The reason, Melissa, that people fixate on "male demand" is (based on my understanding of this, from having actually spoken to people who do desire to end prostitution and not just from having watched CNN and from following Ashton Kutcher on Twitter) because this is where the violence and the abuse and the exploitation comes from. Men.

Interestingly, Grant blames the media and politicians for making this mistake, though here in Vancouver, it is apparent that governments often leave the men out of the equation. When the City of Vancouver released a report on the survival sex trade in the city, a meeting was held and one of the biggest criticisms, according to some attendees, was the lack of focus on the root of the exploitation. i.e. the people who are doing the exploiting. i.e. men.

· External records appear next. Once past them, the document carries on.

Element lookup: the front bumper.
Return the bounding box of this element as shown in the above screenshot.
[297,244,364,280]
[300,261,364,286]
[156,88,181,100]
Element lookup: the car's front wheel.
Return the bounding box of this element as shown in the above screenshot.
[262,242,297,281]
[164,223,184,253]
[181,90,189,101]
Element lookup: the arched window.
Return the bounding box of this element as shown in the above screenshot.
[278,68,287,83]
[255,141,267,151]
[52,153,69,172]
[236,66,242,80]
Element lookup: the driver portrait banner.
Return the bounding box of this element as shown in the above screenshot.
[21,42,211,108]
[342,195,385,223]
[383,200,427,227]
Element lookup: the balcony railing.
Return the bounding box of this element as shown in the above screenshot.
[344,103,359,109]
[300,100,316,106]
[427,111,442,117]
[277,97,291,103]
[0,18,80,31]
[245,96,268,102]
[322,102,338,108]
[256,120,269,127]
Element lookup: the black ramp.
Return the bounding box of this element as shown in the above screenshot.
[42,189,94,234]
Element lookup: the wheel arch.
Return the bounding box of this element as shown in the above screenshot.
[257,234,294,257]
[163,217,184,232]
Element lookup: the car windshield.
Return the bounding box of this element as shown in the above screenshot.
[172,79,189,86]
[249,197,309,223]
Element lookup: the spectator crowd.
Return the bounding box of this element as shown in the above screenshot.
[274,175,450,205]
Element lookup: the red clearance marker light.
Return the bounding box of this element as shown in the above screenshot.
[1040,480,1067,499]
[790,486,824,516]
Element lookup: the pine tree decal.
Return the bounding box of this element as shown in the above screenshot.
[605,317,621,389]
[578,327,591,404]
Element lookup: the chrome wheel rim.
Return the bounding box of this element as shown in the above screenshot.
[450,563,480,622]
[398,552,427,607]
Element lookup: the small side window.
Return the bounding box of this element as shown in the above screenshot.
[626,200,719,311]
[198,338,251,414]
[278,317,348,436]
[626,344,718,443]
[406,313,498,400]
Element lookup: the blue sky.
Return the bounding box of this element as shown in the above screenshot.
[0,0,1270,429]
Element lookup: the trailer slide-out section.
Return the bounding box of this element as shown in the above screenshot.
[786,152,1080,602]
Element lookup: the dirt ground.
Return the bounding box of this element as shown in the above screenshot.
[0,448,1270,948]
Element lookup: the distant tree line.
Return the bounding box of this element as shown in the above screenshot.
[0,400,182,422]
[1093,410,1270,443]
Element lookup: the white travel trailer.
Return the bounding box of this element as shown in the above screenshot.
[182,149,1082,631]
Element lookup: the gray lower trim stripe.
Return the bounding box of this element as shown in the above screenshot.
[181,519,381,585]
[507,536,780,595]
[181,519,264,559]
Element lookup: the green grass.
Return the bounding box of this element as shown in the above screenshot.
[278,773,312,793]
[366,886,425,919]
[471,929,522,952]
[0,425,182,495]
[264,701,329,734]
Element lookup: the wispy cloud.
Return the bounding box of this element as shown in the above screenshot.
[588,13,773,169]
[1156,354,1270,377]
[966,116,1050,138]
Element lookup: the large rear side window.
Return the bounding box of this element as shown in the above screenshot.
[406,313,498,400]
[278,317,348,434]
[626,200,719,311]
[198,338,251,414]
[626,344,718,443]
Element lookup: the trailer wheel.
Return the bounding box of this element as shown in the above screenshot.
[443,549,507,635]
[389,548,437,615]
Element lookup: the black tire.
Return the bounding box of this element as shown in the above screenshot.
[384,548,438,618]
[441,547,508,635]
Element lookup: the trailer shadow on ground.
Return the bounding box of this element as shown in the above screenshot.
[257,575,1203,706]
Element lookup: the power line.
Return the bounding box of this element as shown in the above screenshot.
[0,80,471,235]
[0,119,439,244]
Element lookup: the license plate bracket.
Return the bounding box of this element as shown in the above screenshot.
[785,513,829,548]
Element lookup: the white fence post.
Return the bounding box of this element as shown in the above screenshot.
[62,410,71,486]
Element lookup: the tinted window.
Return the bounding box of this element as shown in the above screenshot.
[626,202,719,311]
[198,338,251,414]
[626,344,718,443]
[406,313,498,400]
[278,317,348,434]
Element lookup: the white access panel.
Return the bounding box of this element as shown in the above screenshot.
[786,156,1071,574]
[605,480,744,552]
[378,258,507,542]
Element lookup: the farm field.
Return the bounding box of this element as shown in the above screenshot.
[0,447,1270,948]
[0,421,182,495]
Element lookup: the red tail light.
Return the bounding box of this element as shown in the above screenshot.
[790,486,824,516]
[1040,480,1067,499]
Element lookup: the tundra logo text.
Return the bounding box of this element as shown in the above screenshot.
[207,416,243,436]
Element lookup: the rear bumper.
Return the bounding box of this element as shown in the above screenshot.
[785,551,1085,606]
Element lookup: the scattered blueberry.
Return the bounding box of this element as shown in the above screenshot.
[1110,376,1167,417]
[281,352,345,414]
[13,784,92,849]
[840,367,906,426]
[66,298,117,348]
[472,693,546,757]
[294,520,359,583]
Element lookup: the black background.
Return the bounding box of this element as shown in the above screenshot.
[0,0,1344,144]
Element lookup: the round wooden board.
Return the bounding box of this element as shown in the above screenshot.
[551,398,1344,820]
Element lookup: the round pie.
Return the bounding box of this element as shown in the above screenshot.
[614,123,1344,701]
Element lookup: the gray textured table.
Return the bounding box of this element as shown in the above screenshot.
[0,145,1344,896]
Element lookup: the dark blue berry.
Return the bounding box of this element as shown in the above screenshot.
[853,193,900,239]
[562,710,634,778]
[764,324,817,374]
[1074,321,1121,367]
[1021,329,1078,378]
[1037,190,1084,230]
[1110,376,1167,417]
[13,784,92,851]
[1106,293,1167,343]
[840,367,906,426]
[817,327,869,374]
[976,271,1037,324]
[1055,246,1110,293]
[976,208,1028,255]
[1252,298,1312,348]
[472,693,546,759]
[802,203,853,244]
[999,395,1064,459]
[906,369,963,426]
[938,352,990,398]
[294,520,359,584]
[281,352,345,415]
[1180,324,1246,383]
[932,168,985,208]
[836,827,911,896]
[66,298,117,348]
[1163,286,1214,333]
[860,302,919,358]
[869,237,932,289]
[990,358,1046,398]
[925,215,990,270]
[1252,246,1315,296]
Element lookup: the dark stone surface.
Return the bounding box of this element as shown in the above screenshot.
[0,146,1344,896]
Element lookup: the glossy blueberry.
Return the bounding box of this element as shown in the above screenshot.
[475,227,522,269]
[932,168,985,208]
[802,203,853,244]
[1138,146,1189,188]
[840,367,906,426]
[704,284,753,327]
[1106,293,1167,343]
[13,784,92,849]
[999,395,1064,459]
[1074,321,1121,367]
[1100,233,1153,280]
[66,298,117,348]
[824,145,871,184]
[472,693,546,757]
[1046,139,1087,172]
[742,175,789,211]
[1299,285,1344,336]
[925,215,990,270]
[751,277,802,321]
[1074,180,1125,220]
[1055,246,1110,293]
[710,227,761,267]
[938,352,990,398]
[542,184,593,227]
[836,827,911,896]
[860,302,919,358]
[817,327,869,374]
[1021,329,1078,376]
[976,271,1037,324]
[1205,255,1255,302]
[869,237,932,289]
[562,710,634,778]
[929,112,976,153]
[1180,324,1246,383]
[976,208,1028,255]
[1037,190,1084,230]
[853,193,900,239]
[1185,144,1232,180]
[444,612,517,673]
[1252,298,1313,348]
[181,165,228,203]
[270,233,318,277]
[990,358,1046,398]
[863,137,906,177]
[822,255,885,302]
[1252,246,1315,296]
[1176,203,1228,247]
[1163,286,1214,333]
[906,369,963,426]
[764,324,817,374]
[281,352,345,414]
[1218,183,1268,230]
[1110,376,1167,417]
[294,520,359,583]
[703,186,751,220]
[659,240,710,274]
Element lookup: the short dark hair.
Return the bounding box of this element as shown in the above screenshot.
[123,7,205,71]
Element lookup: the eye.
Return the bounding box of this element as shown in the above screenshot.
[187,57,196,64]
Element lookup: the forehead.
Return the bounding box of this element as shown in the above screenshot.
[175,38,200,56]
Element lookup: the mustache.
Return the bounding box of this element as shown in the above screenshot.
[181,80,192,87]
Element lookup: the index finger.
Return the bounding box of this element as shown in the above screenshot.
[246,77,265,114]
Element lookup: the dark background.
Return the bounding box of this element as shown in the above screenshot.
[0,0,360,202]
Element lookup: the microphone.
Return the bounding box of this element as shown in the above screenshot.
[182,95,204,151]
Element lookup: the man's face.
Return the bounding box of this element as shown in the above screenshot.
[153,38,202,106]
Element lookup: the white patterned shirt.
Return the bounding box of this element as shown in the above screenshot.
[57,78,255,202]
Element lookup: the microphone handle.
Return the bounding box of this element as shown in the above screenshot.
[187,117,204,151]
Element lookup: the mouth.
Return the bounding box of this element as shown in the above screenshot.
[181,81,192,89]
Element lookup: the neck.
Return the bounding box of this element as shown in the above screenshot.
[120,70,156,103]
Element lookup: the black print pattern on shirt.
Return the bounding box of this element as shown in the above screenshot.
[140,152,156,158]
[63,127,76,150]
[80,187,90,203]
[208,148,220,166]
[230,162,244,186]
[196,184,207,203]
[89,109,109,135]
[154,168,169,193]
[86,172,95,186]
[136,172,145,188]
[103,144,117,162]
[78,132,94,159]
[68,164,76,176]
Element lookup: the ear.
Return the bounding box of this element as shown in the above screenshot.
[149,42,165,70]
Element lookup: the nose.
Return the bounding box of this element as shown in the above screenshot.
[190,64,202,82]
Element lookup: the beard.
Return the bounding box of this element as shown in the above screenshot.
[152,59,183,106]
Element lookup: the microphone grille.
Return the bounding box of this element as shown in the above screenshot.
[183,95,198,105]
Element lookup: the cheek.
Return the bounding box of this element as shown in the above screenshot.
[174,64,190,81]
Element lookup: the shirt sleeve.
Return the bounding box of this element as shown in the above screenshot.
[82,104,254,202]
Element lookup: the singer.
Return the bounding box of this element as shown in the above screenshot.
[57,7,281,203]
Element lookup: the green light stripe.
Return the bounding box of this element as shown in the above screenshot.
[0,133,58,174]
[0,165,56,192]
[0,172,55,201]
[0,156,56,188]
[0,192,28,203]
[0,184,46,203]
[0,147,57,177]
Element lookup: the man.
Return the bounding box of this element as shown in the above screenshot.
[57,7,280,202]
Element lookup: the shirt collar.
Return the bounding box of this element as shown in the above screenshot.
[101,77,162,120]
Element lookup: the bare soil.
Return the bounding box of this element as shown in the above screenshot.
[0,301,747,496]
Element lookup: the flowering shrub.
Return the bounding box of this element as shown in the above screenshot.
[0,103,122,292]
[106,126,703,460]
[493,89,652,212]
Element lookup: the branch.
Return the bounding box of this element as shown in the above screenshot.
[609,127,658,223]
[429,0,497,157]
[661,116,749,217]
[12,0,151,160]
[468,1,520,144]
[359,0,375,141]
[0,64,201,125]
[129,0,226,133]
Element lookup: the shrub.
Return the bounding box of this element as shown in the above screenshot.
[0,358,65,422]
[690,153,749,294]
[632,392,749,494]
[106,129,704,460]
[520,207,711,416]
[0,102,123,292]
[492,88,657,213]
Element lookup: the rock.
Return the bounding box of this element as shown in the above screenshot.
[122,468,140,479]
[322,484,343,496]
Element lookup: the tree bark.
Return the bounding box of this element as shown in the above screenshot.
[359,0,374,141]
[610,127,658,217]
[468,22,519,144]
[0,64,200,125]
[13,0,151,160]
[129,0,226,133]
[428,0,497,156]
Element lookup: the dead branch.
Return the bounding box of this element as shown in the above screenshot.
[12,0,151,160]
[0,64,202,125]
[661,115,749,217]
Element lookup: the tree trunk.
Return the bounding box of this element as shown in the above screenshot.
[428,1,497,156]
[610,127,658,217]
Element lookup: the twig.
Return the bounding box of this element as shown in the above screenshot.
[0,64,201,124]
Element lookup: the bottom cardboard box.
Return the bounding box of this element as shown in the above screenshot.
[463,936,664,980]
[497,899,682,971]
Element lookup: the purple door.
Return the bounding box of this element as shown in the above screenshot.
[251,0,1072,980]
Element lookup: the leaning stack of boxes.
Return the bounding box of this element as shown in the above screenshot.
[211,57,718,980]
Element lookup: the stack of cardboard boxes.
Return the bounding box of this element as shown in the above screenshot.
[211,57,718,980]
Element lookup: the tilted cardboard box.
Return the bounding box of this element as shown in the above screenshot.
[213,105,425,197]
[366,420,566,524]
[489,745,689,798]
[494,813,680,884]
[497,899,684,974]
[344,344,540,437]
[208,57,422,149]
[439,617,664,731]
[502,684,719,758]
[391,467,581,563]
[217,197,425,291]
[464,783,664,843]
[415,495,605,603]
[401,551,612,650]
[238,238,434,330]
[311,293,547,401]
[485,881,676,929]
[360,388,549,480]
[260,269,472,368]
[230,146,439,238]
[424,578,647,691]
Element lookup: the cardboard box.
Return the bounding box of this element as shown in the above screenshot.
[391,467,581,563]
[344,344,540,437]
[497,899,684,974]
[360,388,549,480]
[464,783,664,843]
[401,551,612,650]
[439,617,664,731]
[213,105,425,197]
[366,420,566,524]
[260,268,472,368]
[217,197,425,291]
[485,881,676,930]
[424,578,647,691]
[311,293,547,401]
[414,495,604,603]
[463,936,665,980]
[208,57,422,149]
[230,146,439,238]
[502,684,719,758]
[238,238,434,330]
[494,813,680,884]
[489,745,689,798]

When it is men who are doing the buying, the exploiting, the abusing, the raping, the assaulting, it would make sense to focus on them when looking at a way to end said abuse, yes?

In an article published in the Vancouver Sun, written by Andrea Woo, Jenessa Greening was quoted as saying at the meeting yesterday:

"The most notable gap is the lack of reference to who is abusing the power imbalance -- those who are violating these women, those whose actions are initiating and exacerbating the long-term, devastating impact these women will experience."

So, Melissa Gira Grant, I do believe there is good reason to address demand. I also believe that when a man buys a girl or a woman to have sex with, that girl or woman is a human being. And whatever he does to her body, he does to her, as a human being. Sex is attached to the body and the body is attached to the human.